Baker City became the next goal.
“The Baker community has been asking us to move in, to help support the community,” Stauffer said, “and so we decided to open this one.”
The location should be familiar to some shoppers, as the former home of Sears.
Stauffer and her staff had been working for several days to prepare for the launch, and she decided to forego an official ceremony, notifying her employees the night before the Oct. 4 opening.
She did post on the store’s Facebook page about the opening.
People Helping People stores take donations from across the region, and Stauffer said the new Baker City store has items from a larger area.
“We had people bringing donations from Baker, they’d bring them to La Grande,” she said. “And so what we did is we brought a lot of the donations from La Grande over to the Baker community. We have Enterprise, Wallowa, multitudes of different areas in the community that all just donate to us, and so we share them with the stores.”
Stauffer said People Helping People works with a variety of community organizations.
“We help with the (Housing and Urban Development), we help with the jails, we help with the corrections, we do community service, we have volunteers and we also work with Shelter from the Storm, DHS, churches, care organizations,” she said. “We work with veterans, homeless people, recovery employment opportunities, local businesses, Community Connection and Eastern Oregon University and we also work with the DHS and the CHD and the care programs.”
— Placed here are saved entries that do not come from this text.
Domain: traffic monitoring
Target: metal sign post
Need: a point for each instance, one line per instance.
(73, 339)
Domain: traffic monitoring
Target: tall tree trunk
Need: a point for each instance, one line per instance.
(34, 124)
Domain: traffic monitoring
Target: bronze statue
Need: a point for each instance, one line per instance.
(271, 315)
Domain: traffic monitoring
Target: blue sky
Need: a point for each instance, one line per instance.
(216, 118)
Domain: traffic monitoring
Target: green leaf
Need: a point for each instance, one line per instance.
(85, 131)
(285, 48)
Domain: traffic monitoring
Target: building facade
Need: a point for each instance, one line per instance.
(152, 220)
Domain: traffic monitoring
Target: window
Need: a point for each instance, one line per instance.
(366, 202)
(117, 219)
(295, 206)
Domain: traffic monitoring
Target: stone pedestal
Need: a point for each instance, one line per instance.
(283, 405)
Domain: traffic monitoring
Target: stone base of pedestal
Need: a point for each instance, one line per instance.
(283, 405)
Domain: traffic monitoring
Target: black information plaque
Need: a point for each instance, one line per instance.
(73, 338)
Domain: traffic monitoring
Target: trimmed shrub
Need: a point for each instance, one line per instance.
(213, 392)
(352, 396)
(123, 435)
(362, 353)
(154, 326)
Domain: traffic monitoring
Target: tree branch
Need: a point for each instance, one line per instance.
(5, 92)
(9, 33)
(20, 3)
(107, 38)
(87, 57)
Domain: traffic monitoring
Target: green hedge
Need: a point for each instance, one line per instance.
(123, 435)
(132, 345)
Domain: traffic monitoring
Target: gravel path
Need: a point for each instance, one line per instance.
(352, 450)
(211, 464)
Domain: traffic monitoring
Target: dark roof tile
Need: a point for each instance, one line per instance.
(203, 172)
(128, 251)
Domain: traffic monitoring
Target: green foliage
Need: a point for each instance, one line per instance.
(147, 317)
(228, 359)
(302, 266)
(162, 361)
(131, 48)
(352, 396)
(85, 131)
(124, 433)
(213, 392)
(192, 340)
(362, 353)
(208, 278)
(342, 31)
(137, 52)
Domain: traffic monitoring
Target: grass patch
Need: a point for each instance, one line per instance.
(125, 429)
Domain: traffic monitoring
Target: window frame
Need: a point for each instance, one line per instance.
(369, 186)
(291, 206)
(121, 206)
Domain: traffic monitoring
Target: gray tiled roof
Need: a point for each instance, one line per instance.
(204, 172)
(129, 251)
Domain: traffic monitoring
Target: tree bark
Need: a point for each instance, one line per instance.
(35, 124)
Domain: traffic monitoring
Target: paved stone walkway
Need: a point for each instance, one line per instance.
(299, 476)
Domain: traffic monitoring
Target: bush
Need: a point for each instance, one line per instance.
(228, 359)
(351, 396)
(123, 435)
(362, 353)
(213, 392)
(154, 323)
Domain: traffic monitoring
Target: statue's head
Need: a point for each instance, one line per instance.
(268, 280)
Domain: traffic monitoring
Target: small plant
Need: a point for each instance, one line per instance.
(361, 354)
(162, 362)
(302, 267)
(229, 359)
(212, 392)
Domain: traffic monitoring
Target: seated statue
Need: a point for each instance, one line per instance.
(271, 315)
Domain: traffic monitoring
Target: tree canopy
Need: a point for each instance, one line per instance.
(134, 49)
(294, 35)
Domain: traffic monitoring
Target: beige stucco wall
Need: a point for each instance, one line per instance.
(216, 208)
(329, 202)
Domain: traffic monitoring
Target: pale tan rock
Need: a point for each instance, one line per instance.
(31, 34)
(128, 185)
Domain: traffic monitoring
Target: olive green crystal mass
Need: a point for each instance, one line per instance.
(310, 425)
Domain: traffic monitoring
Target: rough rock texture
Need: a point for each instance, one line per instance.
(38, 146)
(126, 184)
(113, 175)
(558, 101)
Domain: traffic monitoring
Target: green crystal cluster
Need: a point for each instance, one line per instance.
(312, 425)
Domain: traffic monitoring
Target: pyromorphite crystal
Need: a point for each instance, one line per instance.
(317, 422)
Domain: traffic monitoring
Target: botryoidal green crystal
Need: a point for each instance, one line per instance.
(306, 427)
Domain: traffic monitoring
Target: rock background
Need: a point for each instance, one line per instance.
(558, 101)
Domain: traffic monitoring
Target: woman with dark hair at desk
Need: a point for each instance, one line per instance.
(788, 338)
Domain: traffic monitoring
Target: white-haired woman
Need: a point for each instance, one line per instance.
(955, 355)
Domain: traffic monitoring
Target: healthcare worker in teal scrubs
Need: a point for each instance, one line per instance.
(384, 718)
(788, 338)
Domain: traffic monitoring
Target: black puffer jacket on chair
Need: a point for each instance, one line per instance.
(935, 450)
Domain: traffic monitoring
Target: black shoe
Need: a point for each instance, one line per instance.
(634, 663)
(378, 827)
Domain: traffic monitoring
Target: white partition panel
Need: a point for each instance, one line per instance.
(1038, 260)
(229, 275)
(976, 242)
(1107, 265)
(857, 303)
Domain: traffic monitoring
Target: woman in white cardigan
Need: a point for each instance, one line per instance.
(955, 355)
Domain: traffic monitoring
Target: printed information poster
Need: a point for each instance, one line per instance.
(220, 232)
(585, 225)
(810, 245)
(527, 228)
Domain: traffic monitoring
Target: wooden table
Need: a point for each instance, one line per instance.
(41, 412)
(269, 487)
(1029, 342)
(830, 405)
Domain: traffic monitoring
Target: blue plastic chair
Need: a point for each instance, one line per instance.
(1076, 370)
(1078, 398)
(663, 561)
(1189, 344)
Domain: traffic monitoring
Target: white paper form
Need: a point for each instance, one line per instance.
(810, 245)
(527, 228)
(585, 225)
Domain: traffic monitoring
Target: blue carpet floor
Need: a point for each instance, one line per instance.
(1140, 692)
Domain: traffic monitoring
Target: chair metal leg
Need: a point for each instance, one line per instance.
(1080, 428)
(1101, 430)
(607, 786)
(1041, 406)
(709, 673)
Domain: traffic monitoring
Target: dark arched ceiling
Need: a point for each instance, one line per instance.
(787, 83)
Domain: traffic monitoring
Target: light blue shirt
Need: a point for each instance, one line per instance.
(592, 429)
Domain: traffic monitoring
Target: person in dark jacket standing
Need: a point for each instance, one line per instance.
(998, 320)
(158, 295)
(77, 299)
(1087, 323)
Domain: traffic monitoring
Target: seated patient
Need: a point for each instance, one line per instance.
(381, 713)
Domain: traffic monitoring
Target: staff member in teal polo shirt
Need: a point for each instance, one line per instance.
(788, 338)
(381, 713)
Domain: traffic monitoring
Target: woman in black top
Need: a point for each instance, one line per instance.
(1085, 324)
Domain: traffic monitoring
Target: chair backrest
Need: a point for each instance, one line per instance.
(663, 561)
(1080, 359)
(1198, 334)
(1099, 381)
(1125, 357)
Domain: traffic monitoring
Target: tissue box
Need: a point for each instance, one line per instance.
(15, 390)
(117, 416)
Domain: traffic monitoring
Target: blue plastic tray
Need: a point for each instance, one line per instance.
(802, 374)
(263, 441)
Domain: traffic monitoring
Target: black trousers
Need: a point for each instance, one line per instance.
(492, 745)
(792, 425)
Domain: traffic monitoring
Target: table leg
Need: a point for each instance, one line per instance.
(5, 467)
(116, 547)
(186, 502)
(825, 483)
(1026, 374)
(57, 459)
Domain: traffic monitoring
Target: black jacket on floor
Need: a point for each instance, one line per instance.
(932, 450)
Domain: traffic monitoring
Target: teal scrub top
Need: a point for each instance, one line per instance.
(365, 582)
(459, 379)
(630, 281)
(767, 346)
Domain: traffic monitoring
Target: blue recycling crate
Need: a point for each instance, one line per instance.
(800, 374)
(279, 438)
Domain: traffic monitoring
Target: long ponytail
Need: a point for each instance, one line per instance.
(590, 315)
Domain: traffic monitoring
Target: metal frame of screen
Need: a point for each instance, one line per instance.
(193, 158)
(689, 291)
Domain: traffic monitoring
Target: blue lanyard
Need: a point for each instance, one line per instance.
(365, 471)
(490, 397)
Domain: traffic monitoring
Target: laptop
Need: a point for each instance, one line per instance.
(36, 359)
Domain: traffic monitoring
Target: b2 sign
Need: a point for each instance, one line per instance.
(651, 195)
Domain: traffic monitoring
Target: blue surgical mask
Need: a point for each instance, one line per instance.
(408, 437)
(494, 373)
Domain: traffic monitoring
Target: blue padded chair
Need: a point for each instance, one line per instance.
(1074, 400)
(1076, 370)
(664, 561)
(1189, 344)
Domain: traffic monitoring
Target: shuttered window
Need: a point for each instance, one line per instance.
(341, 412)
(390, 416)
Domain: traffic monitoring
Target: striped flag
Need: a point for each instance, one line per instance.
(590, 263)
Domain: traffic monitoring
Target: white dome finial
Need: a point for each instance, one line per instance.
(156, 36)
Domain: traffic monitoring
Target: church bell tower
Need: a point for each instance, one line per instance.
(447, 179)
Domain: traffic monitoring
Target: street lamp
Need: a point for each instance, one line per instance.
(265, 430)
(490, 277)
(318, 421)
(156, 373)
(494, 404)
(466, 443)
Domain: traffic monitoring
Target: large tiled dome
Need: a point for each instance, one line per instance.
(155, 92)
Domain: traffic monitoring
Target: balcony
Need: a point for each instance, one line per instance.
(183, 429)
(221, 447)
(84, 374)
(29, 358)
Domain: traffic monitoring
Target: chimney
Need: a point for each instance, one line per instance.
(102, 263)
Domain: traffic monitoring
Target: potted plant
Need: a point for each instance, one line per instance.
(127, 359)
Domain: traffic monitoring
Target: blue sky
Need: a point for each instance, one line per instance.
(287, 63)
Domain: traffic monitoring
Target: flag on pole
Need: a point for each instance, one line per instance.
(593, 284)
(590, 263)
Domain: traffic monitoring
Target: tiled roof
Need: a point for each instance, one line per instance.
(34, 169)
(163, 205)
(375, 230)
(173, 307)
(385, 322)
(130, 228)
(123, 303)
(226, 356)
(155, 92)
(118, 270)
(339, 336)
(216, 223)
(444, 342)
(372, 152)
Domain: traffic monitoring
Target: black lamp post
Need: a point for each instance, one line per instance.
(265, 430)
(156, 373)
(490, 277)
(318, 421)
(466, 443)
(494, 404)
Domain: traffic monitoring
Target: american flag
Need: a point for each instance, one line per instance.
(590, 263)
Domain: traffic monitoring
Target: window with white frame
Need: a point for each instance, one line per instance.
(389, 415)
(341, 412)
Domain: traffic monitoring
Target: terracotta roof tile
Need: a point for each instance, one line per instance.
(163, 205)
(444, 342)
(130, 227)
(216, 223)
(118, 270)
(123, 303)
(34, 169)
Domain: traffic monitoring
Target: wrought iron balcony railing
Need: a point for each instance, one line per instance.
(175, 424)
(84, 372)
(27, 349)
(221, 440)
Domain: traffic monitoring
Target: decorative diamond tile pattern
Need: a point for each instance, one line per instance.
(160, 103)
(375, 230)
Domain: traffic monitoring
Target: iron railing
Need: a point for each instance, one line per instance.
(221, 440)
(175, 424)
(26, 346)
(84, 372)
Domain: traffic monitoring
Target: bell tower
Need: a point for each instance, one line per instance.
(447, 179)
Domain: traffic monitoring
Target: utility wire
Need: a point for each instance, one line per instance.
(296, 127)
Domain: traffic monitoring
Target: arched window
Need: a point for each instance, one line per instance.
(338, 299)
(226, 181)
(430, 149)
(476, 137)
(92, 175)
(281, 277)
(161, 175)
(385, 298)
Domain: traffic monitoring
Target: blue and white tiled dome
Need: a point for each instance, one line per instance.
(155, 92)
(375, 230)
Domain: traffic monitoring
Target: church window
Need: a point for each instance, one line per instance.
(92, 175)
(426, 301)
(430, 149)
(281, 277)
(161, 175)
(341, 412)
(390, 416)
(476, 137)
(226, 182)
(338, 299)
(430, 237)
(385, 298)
The Baker City store’s inventory includes a variety of clothing, furniture and jewelry.
Stauffer and her staff are still setting up for receiving donations and will announce when they’re ready to handle donors.
“The most interesting donation is someone’s false teeth,” she said.
Stauffer says her faith was a driving factor in establishing thrift stores in the area, fostering community wherever she feels needed, and though she didn’t have a handy count of how many attended the opening day, she says it was a positive experience and counted each one as a blessing.
“We all just enjoyed every moment of it,” she said.
The shop will be open Mondays through Saturdays, 9 a.m. to 7 p.m.